A cor azul cerúleo, que se destaca em momentos-chave do filme, retorna como uma peça central na decoração. Este tom vibrante pode ser utilizado de forma sutil, aparecendo em objetos decorativos ou têxteis, sem sobrecarregar o ambiente. A ideia é integrar essa nuance de modo discreto, como em almofadas ou obras de arte, que proporcionam um toque de frescor sem comprometer a harmonia do espaço, ressoando a estética minimalista e bem editada que caracteriza o universo de Miranda Priestly.
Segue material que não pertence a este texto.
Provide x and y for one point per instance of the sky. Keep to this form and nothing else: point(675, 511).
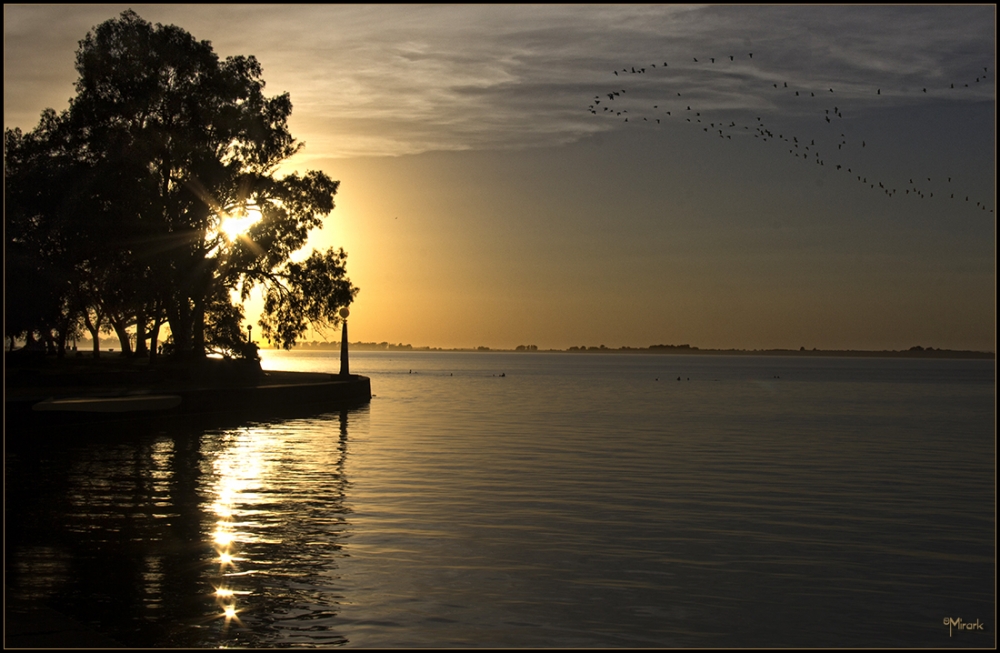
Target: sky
point(494, 194)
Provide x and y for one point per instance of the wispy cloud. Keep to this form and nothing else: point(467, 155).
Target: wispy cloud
point(392, 80)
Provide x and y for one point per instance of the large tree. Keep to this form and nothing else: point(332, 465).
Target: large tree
point(166, 141)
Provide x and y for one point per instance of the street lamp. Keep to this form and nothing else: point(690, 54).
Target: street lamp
point(345, 368)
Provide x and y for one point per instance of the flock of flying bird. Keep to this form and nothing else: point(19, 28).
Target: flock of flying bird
point(611, 103)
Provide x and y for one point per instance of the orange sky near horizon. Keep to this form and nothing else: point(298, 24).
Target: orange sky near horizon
point(483, 204)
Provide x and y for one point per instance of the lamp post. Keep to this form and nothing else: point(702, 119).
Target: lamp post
point(345, 368)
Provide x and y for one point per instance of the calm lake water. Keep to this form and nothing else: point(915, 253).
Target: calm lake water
point(538, 500)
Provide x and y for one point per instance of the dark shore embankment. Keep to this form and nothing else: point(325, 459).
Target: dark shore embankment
point(38, 391)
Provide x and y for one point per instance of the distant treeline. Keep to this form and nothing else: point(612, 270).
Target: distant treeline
point(915, 352)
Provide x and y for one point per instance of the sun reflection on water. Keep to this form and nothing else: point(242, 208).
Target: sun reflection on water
point(240, 470)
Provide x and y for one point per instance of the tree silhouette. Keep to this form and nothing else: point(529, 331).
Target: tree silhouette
point(162, 143)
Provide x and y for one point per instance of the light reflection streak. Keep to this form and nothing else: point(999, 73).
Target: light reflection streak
point(240, 470)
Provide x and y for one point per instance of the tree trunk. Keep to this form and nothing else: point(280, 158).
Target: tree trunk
point(119, 326)
point(140, 334)
point(154, 333)
point(94, 331)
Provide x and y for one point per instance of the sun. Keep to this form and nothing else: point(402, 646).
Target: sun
point(235, 226)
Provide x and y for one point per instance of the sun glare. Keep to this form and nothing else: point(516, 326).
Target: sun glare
point(235, 226)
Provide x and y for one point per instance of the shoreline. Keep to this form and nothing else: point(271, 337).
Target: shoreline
point(692, 351)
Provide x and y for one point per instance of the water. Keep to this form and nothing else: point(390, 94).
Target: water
point(538, 500)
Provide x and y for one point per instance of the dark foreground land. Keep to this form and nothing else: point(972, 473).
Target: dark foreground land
point(133, 391)
point(216, 391)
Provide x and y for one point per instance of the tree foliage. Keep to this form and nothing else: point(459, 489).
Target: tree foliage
point(119, 200)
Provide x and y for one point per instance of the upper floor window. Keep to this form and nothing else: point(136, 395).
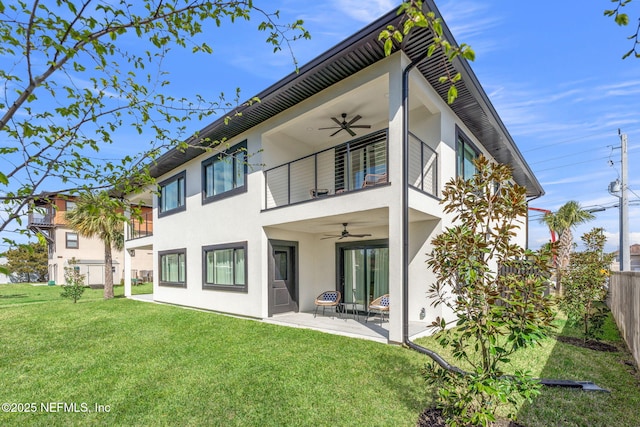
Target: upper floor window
point(225, 267)
point(466, 153)
point(173, 268)
point(225, 174)
point(69, 205)
point(172, 195)
point(71, 240)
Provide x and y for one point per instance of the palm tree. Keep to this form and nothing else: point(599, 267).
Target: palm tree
point(98, 215)
point(569, 216)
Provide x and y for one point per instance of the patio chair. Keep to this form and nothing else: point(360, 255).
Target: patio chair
point(328, 299)
point(372, 179)
point(381, 305)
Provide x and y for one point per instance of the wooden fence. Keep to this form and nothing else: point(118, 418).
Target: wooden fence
point(624, 301)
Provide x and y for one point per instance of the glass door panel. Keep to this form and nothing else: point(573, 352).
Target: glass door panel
point(365, 275)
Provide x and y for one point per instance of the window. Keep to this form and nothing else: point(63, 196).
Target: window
point(172, 191)
point(71, 240)
point(173, 268)
point(225, 267)
point(225, 174)
point(466, 153)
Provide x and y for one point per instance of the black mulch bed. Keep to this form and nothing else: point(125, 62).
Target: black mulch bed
point(590, 344)
point(432, 417)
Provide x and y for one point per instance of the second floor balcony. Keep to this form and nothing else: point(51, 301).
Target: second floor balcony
point(353, 166)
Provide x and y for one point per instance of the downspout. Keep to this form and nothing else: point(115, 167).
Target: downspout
point(405, 223)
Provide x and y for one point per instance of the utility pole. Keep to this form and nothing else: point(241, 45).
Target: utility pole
point(625, 262)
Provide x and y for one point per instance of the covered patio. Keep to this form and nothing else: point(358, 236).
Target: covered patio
point(346, 325)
Além da escolha das cores, a iluminação desempenha um papel crucial na criação do ambiente desejado. Optar por luzes quentes e sofisticadas, distribuídas em camadas para evitar uniformidade, é essencial para manter a elegância do espaço. A iluminação não deve ser uma simples ferramenta funcional, mas sim um elemento que enriquece a experiência visual, enfatizando os detalhes dos móveis e das cores neutras. Assim, ao incorporar esses elementos, é possível transformar qualquer casa em um lar que não apenas evoca a estética de “O Diabo Veste Prada”, mas que também se alinha à visão de um espaço cuidadosamente planejado e atemporal.